BRADES, MNI – Almost every personal computer, smart device and smart phone manufactured since 1995 is reported to be vulnerable to at least one of the newly discovered Meltdown and Spectre computer hardware security threats. This is because, in an effort to speed up computers, designers put in miniature assembly lines inside microprocessor chips, which are the heart of modern digital technology. These “assembly lines” for instruction execution, termed pipelines, then led to speculative and out of order instruction execution.
That is, several instructions are being processed at the same time, like cars on an assembly line. Some of these instructions are guessed at, and if the computer does not “branch” in that direction at a decision point, the wrong work-in-progress instructions are discarded.
As a result, in modern digital equipment instructions are fetched, decoded, executed then if they are the right ones, committed to. But to go to such speculative execution, the computer has stored information about its core state, and if attacking malware (viruses, worms etc) can inspect or guess at the information before it is erased, it can then infer the processor’s state and take over. For instance, if data comes from a “cache” rather than “main memory,” it will be come up much quicker. However, that is also a clue that private information may also be included in what is cached. Private information can then be readily stolen or the machine can be turned into a zombie under rogue control.
And, leading IT industry figures have long warned the public that if something so obviously valuable as powerful software or information services are “free” then YOU are the product being sold to someone else.
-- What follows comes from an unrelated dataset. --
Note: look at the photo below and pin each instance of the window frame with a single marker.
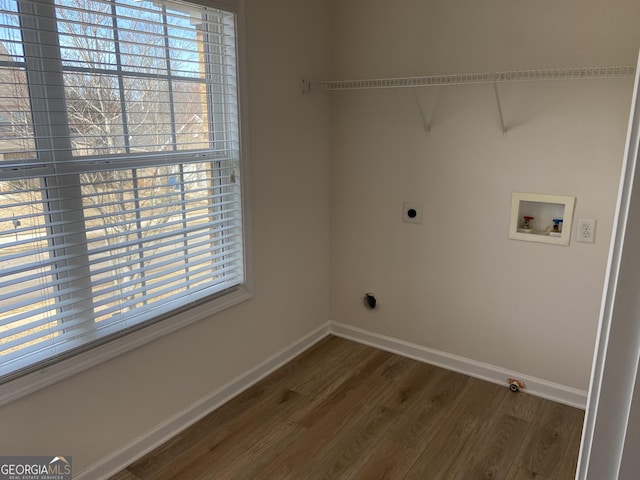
(170, 322)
If we are lucky, as marketing research statistics. If we are not so lucky, our personal identity, Internet, social media and online shopping patterns – as well as our secret information – are for sale “to the highest bidder.”
Where, yes, the dodgy sites and social media services out there are obviously even more dangerous now. But we must not think that just because we deal with big name legitimate firms we are safe and 100% protected. Meltdown and Spectre are absolute proof of that. And for sure, when we sign up to those terms of service “nobody” bothers to read, we are often signing up to at minimum being used for marketing research.
Meltdown is so far peculiar to the Intel family of microprocessors. This means it is a problem for most Windows, Apple and Linux computers.
Spectre is a more generic problem that affects processors made by Intel, Advanced Micro Devices [AMD] and the ARM family. Intel and AMD processors are used in computers (including Apple machines) and ARM is used in many cell phones and other smart devices
Spectre is apparently much harder to solve than Meltdown.
As we go to press, special free software patches have been released, and it is believed that most of the time they will have minimal impact on performance. However, in some cases half the previous performance may be lost. Also, Intel has had to patch its initial patch as there were problems such as repeated re-booting. Even industrial machines with embedded microprocessors are vulnerable.
Obviously, everybody in Montserrat should make sure to get the security updates with the latest patches.
But, what about the opportunity?
Software patches will do for now, but for cloud and web based server applications etc, there will predictably be a wave of new processors with hardware fixes. Hardware fixes are going to be faster. We can expect to see that in maybe one to three years. So, we can expect a wave of new investments in server farms, back office services, call centres etc. When that happens, people will reconsider what they are doing and a small fraction will be open to wider changes.
Over about the same period, Montserrat should have fibre optic cable access and we will be looking to bringing in highly reliable geothermal energy based electricity. So, if we can get just a sliver of the new investments it can make a significant difference for our economy. Something, to bear in mind.